Friday, July 24, 2015

It never rains but it pours ...




I have a new camera. Like the old one but it fights my bad shake. I have been meaning to catch up with developments around the patch of open space I call 'Battlefield' and when the combination of new camera and sunshine came along this week I rushed out to be greeted by a sudden grey sky and then steady rain. A newly privatised post person wearing a bright red anorak and shorts puffed up alongside me in my temporary rain shelter and asked if I knew where S– House was. It was in the 60s era part of Shieldfield, one of the bits of urban planning bequeathed to the city by T. Dan Smith. I was no help. Everywhere here looks the same.

Except it doesn't. The experimental architecture style ('Pilotis') of building an horizontal tower block has now acquired a sort of retro chic feel; the trees that were so optimistically planted miraculously survived and thrived. This part of Shieldfield actually works from inside. The frontage onto Portland Road is dire however. Some contemporary 'cover the sins' Baboon Blue paint has been applied to the concrete 'feet' of the block, but as with all such 'community' initiative paint jobs, merely serves to warn; you are now entering a high dependency area.


The rain fell, my mood changed. There is after all, something about reflections; and rain is something, whereas grey sky is rarely much more than.

The next estate to this part of Modernist Shieldfield is pure model village arts and crafts. Nice spacious front and back gardens, neat layout and even a Chestersonian public house. Nearby some nice detailing that later notions of civic building shunned; a porthole, a gracious entrance now lost to a couple of plastic looking 80s 'bijou' suburban doors. But no matter; a 'chippy' among some local shops and a few more well grown trees. I noticed how there were still unruly bits; the overgrown, the 'gaps' no one had bothered with and the accidental clumsiness of the unfinished that gives somewhere a sense of a place.

Out in the rain I took a couple of shots of the Smith Era council flats. Here King Charles I played golf when a prisoner of his 'fellow' Scots before being sold to the English for cash.
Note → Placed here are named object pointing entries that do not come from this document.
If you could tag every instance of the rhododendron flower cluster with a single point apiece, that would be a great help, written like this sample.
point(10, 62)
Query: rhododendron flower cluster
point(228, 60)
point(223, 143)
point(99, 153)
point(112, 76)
A small green was renovated with success a few years ago. This too has maturing trees and now seats someone might want to sit on. Once described (by that smashing architectural critic, John Grundy) as "the worst view in Newcastle", overlooking the notorious Central Motorway, this revisited green space now conveys a sense of entering a community, rather than simply a tired piece of nothing green grass, waiting to find a purpose.


A new student block is rising up. It bagan in the spring with a series of metal containers – just like the ones featured so often on the news about people hitching a ride to somewhere better than where they were. These are now being covered with a facade of bluey green plastic by men laced together high up in cradles in yellow hard hats. Is that five or six such blocks now? It's hard to keep up. Soon this area will be all students – business students apparently ... How will that change perceptions of Shieldfield? Because it must. And what happens when the Higher Education bubble bursts?

Across the most dismal road in the whole of Newcastle, New Bridge Street's approach to Byker, dismal turns to Stepney Bank. This steep hill inclines rapidly to the Lower Ouseburn  of which, more another time. Here on the edge of one of the most interesting areas in inner city Newcastle, another huge student accommodation project is under way. Like the previous block mentioned on the other side of New Bridge Street, a quarter of a mile away, this project is a complex of 'container' building on a bigger scale on a physically tighter site. Here the containers now slotted into place are being covered by a skin of brick. This scheme is adjacent to a long established city community of early 60s period flats; it is going to be interesting to see how 'town and gown' fare living close together.

One loss in all this has been the Star and Shadow cinema. It closed down earlier in 2015 and the building it occupied is now due to be re-developed. More student dwellings complete with all 'mod cons'. I suppose cinema means less if you have 50 mbs broadband in your 160 GBP per week (inclusive) cubicle.